Second only to Arie as the most famous of the evening’s competitors, Wölfl took a turn before the keyboard and produced no small murmur of talk from the audience. Arie concentrated on his performance because success depended on finding the giant Salzburger’s weakness.
Wölfl opened with the same ten-note theme each performer used, and from that uniform beginning, he produced a quick counterpoint below the original melody. The composition sounded intensely Viennese, piercing and oddly nasal, as his powerful hands roamed the keyboard with light, rapid touches. His long limbs worked the keys and pedals in an overwrought display of technical skill. A sheen of sweat formed on his brow.
The crowd loved him. Applause thundered through the building upon Wölfl’s conclusion, thrusting him to the forefront of the competitors.
Unimpressed, Arie found a renewed wellspring of confidence in the man’s excess. Agitated scales deserved no place in music of quality. Whereas Wölfl had not progressed since the last time they dueled, Arie had grown, accomplishing much since those days as a desperate, hungry, glory-bound lad.

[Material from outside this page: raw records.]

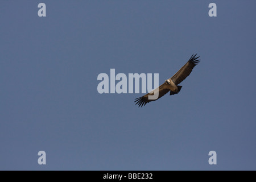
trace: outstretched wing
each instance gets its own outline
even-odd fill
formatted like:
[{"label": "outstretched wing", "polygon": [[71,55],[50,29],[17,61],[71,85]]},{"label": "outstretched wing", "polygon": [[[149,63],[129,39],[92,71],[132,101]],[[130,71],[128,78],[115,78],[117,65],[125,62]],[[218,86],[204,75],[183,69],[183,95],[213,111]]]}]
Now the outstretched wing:
[{"label": "outstretched wing", "polygon": [[170,78],[171,79],[176,85],[185,80],[191,73],[193,68],[196,65],[198,64],[198,63],[200,62],[200,59],[197,59],[199,56],[196,57],[196,55],[195,56],[194,55],[192,55],[188,61],[187,62],[187,63],[182,67],[175,75]]},{"label": "outstretched wing", "polygon": [[[166,86],[166,84],[163,83],[160,86],[159,86],[158,88],[155,89],[155,90],[150,92],[150,93],[146,94],[146,95],[135,98],[135,101],[134,102],[136,102],[136,104],[138,104],[139,105],[139,107],[142,107],[143,106],[144,106],[147,103],[148,103],[151,101],[154,101],[159,99],[159,98],[163,97],[168,92],[170,91],[170,89],[168,89],[168,88]],[[150,100],[148,98],[148,96],[152,96],[154,94],[155,92],[158,92],[158,97],[155,100]],[[157,93],[156,92],[155,93]]]}]

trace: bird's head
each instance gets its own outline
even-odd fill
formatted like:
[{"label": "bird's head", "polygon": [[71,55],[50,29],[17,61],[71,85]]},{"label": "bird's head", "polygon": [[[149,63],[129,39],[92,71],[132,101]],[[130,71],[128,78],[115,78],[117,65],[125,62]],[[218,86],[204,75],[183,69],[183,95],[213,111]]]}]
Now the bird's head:
[{"label": "bird's head", "polygon": [[168,85],[171,85],[171,82],[169,80],[166,80],[166,83],[167,83]]}]

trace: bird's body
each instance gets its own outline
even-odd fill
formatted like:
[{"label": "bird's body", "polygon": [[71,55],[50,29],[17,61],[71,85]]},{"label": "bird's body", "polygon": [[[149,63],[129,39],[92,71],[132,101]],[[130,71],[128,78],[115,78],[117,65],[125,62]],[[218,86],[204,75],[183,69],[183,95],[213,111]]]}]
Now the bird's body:
[{"label": "bird's body", "polygon": [[[177,73],[170,78],[166,80],[166,81],[158,88],[141,97],[136,98],[134,101],[135,102],[137,102],[136,104],[138,104],[139,107],[142,107],[149,102],[157,100],[168,92],[170,92],[170,95],[177,94],[180,91],[182,87],[182,86],[178,85],[189,75],[193,68],[200,62],[200,60],[197,60],[199,56],[196,57],[196,54],[195,56],[193,55],[188,62],[187,62],[187,63],[182,67]],[[156,93],[156,95],[158,96],[156,98],[150,99],[149,98],[148,96],[155,95]]]}]

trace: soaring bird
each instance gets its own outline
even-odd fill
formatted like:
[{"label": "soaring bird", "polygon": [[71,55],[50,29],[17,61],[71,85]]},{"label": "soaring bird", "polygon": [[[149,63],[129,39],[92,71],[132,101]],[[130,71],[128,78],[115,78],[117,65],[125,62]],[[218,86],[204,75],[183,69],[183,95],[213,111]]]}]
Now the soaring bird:
[{"label": "soaring bird", "polygon": [[[170,91],[170,95],[174,95],[179,93],[182,86],[178,85],[191,73],[193,68],[200,62],[199,56],[196,57],[197,54],[192,55],[187,63],[182,67],[172,77],[166,80],[166,81],[158,88],[146,94],[146,95],[135,98],[134,102],[138,104],[139,107],[144,106],[147,103],[154,101],[161,98]],[[158,92],[158,98],[148,98],[149,96],[153,96]],[[151,96],[152,97],[152,96]]]}]

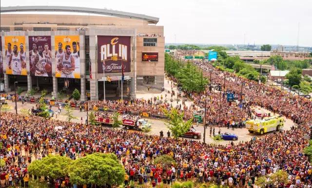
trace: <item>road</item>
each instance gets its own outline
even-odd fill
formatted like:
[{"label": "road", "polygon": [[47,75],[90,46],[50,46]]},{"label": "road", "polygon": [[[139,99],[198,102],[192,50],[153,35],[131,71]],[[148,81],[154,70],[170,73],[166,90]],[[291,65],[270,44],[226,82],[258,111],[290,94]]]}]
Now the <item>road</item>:
[{"label": "road", "polygon": [[[15,112],[15,110],[13,109],[13,107],[15,106],[15,103],[12,102],[11,101],[8,101],[8,104],[9,106],[10,106],[12,108],[12,110],[10,111],[11,112]],[[22,109],[31,109],[33,107],[35,108],[36,106],[36,104],[34,103],[27,103],[24,104],[23,106],[22,105],[21,102],[18,102],[18,112],[19,113],[21,113],[20,112],[20,110]],[[52,107],[52,110],[56,112],[58,109],[56,107]],[[266,112],[267,113],[270,113],[269,111],[267,110],[262,109],[262,111]],[[60,114],[58,115],[57,117],[56,115],[53,117],[54,119],[57,119],[58,120],[61,120],[63,121],[66,121],[66,117],[64,115],[64,111],[62,110]],[[273,113],[271,112],[272,114],[273,114]],[[77,119],[74,119],[72,120],[73,122],[75,122],[77,123],[80,123],[80,118],[81,117],[83,118],[83,123],[85,122],[85,118],[86,115],[86,113],[84,112],[80,112],[79,110],[73,110],[73,115],[77,117]],[[278,115],[278,114],[276,114],[276,115]],[[287,119],[285,117],[284,118],[286,120],[284,126],[283,128],[281,129],[282,130],[289,130],[291,129],[291,128],[294,125],[293,122],[290,119]],[[169,129],[167,128],[167,126],[165,125],[165,121],[163,120],[159,120],[159,119],[151,119],[151,118],[146,118],[146,119],[148,122],[152,124],[152,129],[151,132],[147,133],[147,134],[154,134],[154,135],[159,135],[159,132],[162,131],[164,132],[164,135],[165,136],[167,136],[167,132],[168,132]],[[198,139],[195,140],[198,141],[203,141],[203,133],[204,133],[204,127],[202,125],[194,125],[194,128],[195,129],[199,131],[201,133],[201,138],[200,139]],[[109,126],[107,126],[107,127],[109,127]],[[238,140],[237,141],[234,141],[234,143],[239,143],[241,141],[250,141],[253,137],[256,136],[257,138],[261,138],[263,136],[258,135],[255,134],[252,134],[248,132],[248,131],[247,129],[242,128],[242,129],[235,129],[234,130],[232,130],[231,129],[228,129],[227,128],[225,127],[221,127],[218,128],[217,127],[215,127],[215,134],[217,134],[219,130],[220,129],[221,133],[224,132],[229,132],[234,133],[236,134],[238,136]],[[119,129],[123,129],[123,127],[120,127]],[[229,144],[230,143],[229,141],[225,141],[225,140],[221,140],[219,141],[217,143],[215,143],[212,137],[210,137],[209,135],[209,129],[210,128],[208,127],[208,129],[206,130],[206,142],[207,143],[214,143],[217,144],[222,144],[222,145],[227,145]],[[273,133],[273,132],[269,133]],[[188,138],[187,138],[188,139]]]}]

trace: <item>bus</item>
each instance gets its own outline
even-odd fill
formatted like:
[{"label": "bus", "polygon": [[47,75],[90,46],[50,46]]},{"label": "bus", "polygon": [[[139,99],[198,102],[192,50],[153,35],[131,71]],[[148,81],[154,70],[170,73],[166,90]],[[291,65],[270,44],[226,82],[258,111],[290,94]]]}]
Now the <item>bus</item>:
[{"label": "bus", "polygon": [[262,119],[253,119],[246,122],[246,128],[250,133],[262,135],[274,131],[279,131],[284,126],[285,120],[281,116],[266,117]]}]

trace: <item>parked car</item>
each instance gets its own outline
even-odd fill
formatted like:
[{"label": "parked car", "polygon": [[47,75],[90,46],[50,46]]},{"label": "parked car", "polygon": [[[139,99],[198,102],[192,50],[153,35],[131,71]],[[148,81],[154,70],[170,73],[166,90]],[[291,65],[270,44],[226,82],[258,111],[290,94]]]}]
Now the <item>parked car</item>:
[{"label": "parked car", "polygon": [[221,134],[221,137],[224,140],[237,140],[238,139],[237,135],[229,132]]},{"label": "parked car", "polygon": [[194,128],[191,128],[189,130],[189,131],[183,134],[182,136],[188,137],[190,138],[193,138],[194,139],[197,139],[200,138],[200,132],[196,131]]}]

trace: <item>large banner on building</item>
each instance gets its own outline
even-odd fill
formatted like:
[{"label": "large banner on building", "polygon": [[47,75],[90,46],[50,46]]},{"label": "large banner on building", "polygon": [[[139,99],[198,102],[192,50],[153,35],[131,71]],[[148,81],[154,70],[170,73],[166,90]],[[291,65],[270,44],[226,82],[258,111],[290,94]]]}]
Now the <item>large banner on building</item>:
[{"label": "large banner on building", "polygon": [[27,75],[25,37],[4,37],[5,61],[3,71],[8,75]]},{"label": "large banner on building", "polygon": [[130,72],[130,37],[98,36],[98,72]]},{"label": "large banner on building", "polygon": [[29,36],[30,75],[52,76],[52,53],[50,36]]},{"label": "large banner on building", "polygon": [[0,76],[3,74],[3,56],[2,53],[2,38],[0,36]]},{"label": "large banner on building", "polygon": [[142,62],[158,62],[158,52],[142,52]]},{"label": "large banner on building", "polygon": [[78,36],[56,36],[55,76],[80,78]]}]

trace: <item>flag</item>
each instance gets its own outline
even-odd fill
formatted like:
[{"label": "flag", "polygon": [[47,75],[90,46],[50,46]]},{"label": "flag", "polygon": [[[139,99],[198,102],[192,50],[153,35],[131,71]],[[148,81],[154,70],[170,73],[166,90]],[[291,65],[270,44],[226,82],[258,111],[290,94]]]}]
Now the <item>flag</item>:
[{"label": "flag", "polygon": [[89,58],[89,72],[90,73],[90,79],[92,79],[92,72],[91,72],[91,59]]},{"label": "flag", "polygon": [[125,75],[123,74],[123,69],[124,69],[124,66],[123,65],[123,62],[121,62],[121,81],[123,82],[123,80],[125,79]]}]

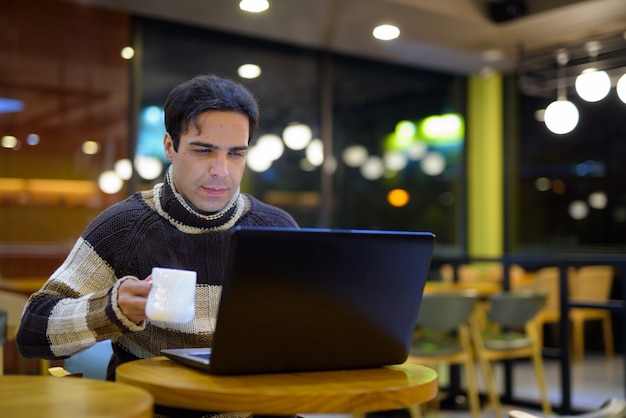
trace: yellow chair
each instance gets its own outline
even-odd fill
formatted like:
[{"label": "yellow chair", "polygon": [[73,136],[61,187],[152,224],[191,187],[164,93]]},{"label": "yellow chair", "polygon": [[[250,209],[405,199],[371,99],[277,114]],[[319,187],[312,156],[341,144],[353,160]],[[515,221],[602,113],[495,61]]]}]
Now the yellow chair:
[{"label": "yellow chair", "polygon": [[4,374],[4,341],[7,336],[7,311],[0,309],[0,375]]},{"label": "yellow chair", "polygon": [[[529,412],[512,409],[509,418],[543,418]],[[577,415],[561,415],[561,418],[626,418],[626,400],[618,398],[607,399],[594,411]]]},{"label": "yellow chair", "polygon": [[543,267],[537,270],[532,280],[512,286],[513,290],[533,290],[543,292],[547,296],[545,306],[539,310],[534,318],[541,347],[545,345],[543,333],[545,325],[558,324],[561,321],[559,274],[558,267]]},{"label": "yellow chair", "polygon": [[[531,291],[503,292],[489,299],[485,318],[471,322],[475,353],[487,383],[489,400],[496,418],[502,417],[500,397],[496,390],[491,362],[530,358],[535,370],[541,405],[552,414],[544,376],[541,345],[534,318],[545,305],[546,295]],[[481,323],[484,326],[481,326]]]},{"label": "yellow chair", "polygon": [[[473,418],[480,417],[480,401],[469,330],[478,297],[473,292],[441,292],[422,298],[408,361],[424,365],[462,364]],[[419,407],[412,409],[419,415]]]},{"label": "yellow chair", "polygon": [[[572,272],[568,278],[568,294],[571,302],[601,302],[609,300],[613,285],[613,267],[585,266]],[[585,355],[585,322],[602,321],[604,352],[613,357],[613,324],[607,309],[571,308],[572,361],[582,361]]]},{"label": "yellow chair", "polygon": [[[606,301],[611,294],[613,285],[613,267],[585,266],[579,269],[568,269],[568,295],[570,301],[598,302]],[[558,324],[561,320],[559,286],[560,271],[558,267],[544,267],[535,273],[535,279],[515,286],[515,289],[532,289],[543,291],[548,295],[546,306],[542,308],[535,322],[544,345],[543,329],[545,324]],[[585,347],[585,322],[602,321],[604,350],[608,358],[613,357],[613,325],[611,312],[606,309],[571,308],[569,320],[572,324],[572,361],[582,361]]]},{"label": "yellow chair", "polygon": [[[0,290],[0,308],[4,309],[7,313],[5,342],[15,341],[17,330],[20,327],[20,321],[22,319],[22,311],[24,310],[27,300],[28,297],[21,293]],[[4,348],[4,344],[2,348]],[[0,353],[0,374],[4,374],[4,350],[0,351],[2,351],[2,353]],[[21,358],[20,360],[23,361]],[[47,374],[49,366],[50,362],[48,360],[40,360],[40,373],[43,375]],[[23,363],[21,367],[23,368]]]}]

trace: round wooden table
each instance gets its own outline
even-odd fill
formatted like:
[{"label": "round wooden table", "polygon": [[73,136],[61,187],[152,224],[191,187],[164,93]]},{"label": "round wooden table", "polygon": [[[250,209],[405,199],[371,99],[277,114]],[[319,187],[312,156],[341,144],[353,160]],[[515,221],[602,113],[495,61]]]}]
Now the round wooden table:
[{"label": "round wooden table", "polygon": [[411,363],[217,376],[156,357],[120,365],[116,380],[147,390],[158,405],[267,415],[373,412],[423,403],[437,394],[437,373]]},{"label": "round wooden table", "polygon": [[152,418],[154,400],[117,382],[52,376],[0,376],[0,414],[6,417]]}]

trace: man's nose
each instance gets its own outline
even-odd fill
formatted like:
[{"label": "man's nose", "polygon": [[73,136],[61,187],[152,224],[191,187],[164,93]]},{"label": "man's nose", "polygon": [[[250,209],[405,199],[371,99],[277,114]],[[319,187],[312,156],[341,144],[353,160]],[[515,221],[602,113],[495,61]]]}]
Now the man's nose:
[{"label": "man's nose", "polygon": [[216,155],[215,158],[211,160],[211,165],[209,166],[209,174],[215,177],[225,176],[228,173],[227,161],[225,155]]}]

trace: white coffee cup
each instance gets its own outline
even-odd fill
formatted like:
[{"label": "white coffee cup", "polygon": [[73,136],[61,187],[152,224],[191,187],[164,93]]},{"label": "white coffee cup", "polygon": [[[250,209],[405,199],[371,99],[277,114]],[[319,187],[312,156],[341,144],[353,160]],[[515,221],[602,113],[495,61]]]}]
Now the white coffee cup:
[{"label": "white coffee cup", "polygon": [[154,267],[146,316],[153,321],[189,322],[194,315],[195,295],[195,271]]}]

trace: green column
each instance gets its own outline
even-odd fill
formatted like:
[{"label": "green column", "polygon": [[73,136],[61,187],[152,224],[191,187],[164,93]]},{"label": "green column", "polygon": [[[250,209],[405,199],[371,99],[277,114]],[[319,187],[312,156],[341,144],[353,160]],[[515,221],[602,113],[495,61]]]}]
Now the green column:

Although still desperate and occasionally hungry, he knew his craft.
Wölfl flashed prominent teeth, daring his Dutch rival to top the grandiose, crowd-winning display. He pantomimed dusting the piano bench, apparently confident of his triumph.
Arie strode to the top of the tiny stage, a raised platform just wide enough to support the petite pianoforte. The last of his debilitating nerves ebbed. Old memories vanished. He settled gingerly on the bench. Every thought and barrier fell away, leaving only the unpolluted joy of performance in their wake.
He
knew.
He reached for the penciled jot of music and turned it upside down.